Could the days of the humble counter-top payment terminal soon be numbered?
That’s the question more than a few retailers are likely to be asking after the National Australia Bank (NAB) and veteran point of sale provider (PoS) Quest Payment Systems revealed a new trial in conjunction with Visa to turn Android handsets into mobile payment terminals.
It’s a sign that payments hardware manufacturers – think Hypercom and Ingenico – are now increasingly looking to bypass manufacturing dedicated payment products if favour of heading straight to the secure software layer, especially now that many handsets are equipped with to read NFC taps.
Under the deal with NAB, Quest – which is Australian owned and headquartered in Melbourne – will get to put its tap payments acceptance software onto Android handsets that then port back to NAB’s merchant acquiring services.
(Quest says solution will initially be available on Android devices only “as Apple do not make the required contactless interface available to developers” though it will support Apple devices through the addition of a Bluetooth payment terminal.)
While retail acquiring has long been one of the most challenged segments of the payments market, especially as transactions head online, the movement of payments to phones has created an opportunity for traditional players in the smartcard space to lose their hardware overheads.
“Since the introduction of tap-and-go payments, Australians are carrying less and less cash which can impact sales and growth for small businesses,” NAB Executive General Manager, Transaction Banking, Andy Kerr said.
“Currently, there are limited options for merchants such as market stall vendors, boutique retailers, sole traders and start-ups to accept payments other than cash.”
Kerr reckons that NAB has “heard loud and clear from our customers that they want access to payment technology without the additional hardware associated with a traditional POS terminal.”
The market, as NAB sees, it is the “gap where businesses aren’t big enough to need a POS terminal but are established enough to accept contactless card payments.”
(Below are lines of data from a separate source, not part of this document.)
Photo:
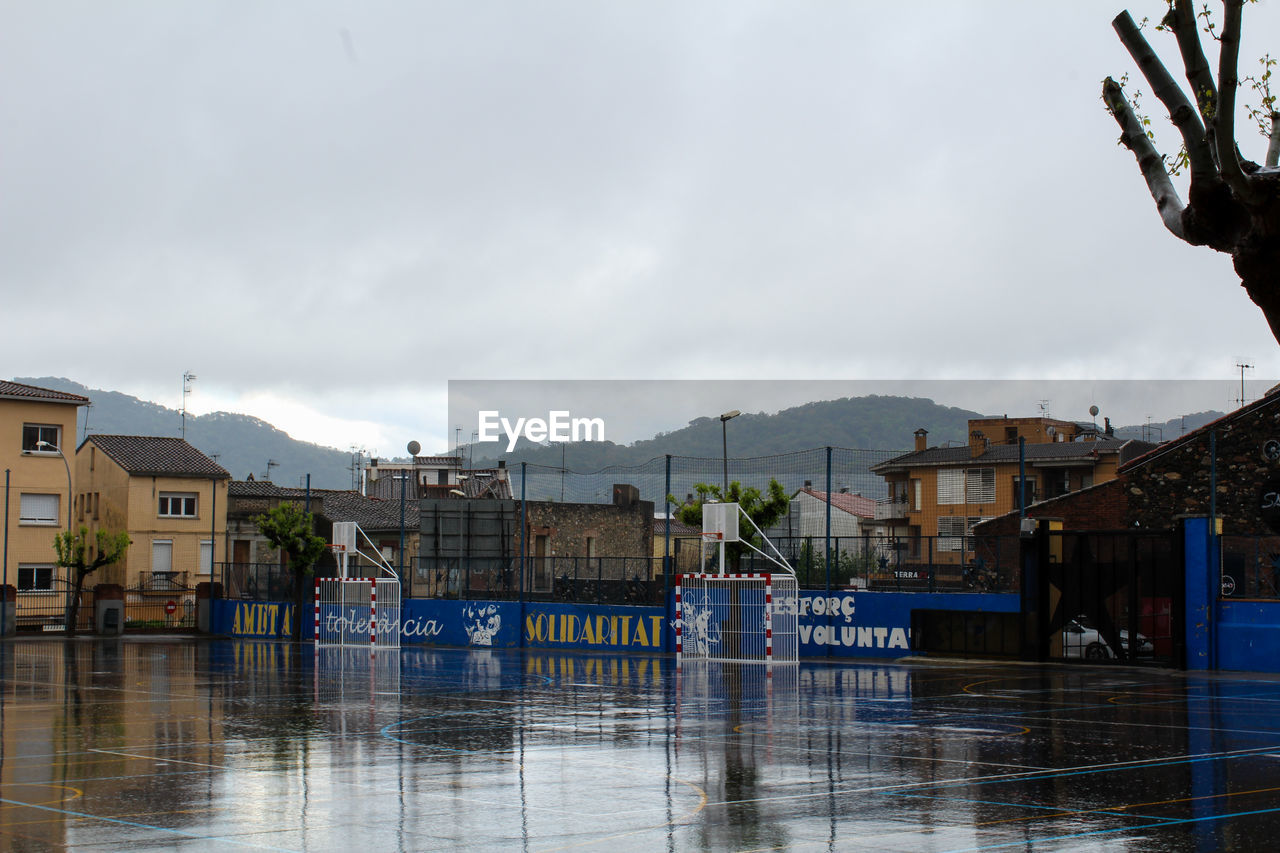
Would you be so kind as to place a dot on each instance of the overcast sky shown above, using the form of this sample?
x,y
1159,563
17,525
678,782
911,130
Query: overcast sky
x,y
328,210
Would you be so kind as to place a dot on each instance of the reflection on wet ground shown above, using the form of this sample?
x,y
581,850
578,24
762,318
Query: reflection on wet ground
x,y
147,746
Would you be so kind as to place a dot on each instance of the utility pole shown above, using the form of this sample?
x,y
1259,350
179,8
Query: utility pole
x,y
187,378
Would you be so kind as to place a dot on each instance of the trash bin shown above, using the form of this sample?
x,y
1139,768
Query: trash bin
x,y
109,610
8,610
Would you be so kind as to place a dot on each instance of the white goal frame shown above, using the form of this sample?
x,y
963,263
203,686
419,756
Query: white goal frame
x,y
737,617
357,611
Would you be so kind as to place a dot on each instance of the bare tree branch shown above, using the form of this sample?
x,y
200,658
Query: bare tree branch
x,y
1182,19
1152,165
1224,117
1274,146
1184,115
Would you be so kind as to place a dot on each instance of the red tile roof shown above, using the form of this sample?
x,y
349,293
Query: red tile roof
x,y
18,391
158,455
850,503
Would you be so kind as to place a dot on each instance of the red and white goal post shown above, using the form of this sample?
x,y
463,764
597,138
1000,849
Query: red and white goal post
x,y
737,617
357,611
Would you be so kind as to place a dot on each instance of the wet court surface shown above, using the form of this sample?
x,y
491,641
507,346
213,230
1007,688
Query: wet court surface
x,y
155,746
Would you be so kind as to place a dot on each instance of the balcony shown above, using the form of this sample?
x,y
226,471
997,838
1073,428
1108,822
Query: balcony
x,y
161,582
891,509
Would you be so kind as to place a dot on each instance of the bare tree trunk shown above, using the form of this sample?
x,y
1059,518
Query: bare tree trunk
x,y
1233,204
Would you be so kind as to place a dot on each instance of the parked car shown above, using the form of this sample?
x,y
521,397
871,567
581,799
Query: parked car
x,y
1082,639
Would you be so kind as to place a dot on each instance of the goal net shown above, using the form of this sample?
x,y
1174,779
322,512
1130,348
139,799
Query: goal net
x,y
737,617
357,611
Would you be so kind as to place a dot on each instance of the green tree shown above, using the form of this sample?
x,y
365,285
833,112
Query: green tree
x,y
292,529
74,552
763,509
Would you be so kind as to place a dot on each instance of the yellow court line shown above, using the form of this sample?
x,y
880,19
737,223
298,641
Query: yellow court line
x,y
76,794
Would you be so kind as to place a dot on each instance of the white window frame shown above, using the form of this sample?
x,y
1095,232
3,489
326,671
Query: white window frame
x,y
35,568
950,533
165,503
32,447
979,486
33,510
950,486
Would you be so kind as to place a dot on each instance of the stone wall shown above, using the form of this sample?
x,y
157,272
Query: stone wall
x,y
1176,482
618,530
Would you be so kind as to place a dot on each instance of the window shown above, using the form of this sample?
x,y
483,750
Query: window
x,y
181,505
981,486
1031,489
37,509
951,530
35,433
35,578
954,532
951,486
There’s also a surge factor, with merchants being able to add additional phone terminals in peak periods like Christmas. It’s also a no-brainer for hospitality, because table service payments can unwire for a low cost.
The cost of terminals, either bought or rented, has long been a barrier to entry for many smaller merchants and mobile traders because of the hardware and communications costs of dedicated machines that are usually fitted with printers.
Mobile payments specialist Square was an early mover in the mobile payment acceptance space, especially for small businesses and sole traders that could justify the cost of a full bank acquiring account and associated merchant service fees (MSF).
NAB and Visa are now going after that ground, especially as consumers increasingly default to tap payments rather than cash for small ticket payments.
But there are some important caveats, especially as this is still just a trial.
The biggy is the cap on transaction value that’s been dialed-back to a modest $100, the threshold at which contactless payments require a PIN number to be entered. NAB confirmed to iTnews the $100 limit is there to bypass the need for PIN entry, and this is where the messaging gets interesting.
The big sticking point for banks and card schemes like Visa and Mastercard is that they’ve spent years educating consumers to keep their eyes open on what and where they’re, with the general idea being consumers need to see the amount authorised and their card (or phone) not needing to leave their hand.
And because there’s plenty of malware out there – even merchant payments terminals can be compromised with firmware hacks – there’s been some reticence about consumers entering a PIN into a handset that’s acting as a terminal.
NAB and Quest don’t yet seem to have made the leap of faith to let PIN numbers be entered onto handsets, a hesitancy that will necessarily limit the functionality and uptake of the new software.
Even so, Quest is pushing the trial as a significant innovation that show’s its adapting to consumer and merchant preferences rather than sticking with legacy technology like erstwhile predecessors like Keycorp.
“Although we don’t see this technology replacing physical payment terminals tomorrow, the transition to software based payment solutions will progress over the coming years,” said Quest chief executive Jan Mason.
“In some ways we are disrupting our own business model,” Mason said.
“But the reality is that we need to keep evolving to ensure we are able to meet our customers and banking partners where they want to transact. More and more transactions will require on-the-go solutions.”
NAB has not yet provided a timeframe for the duration of the trial or set out what merchant costs will be.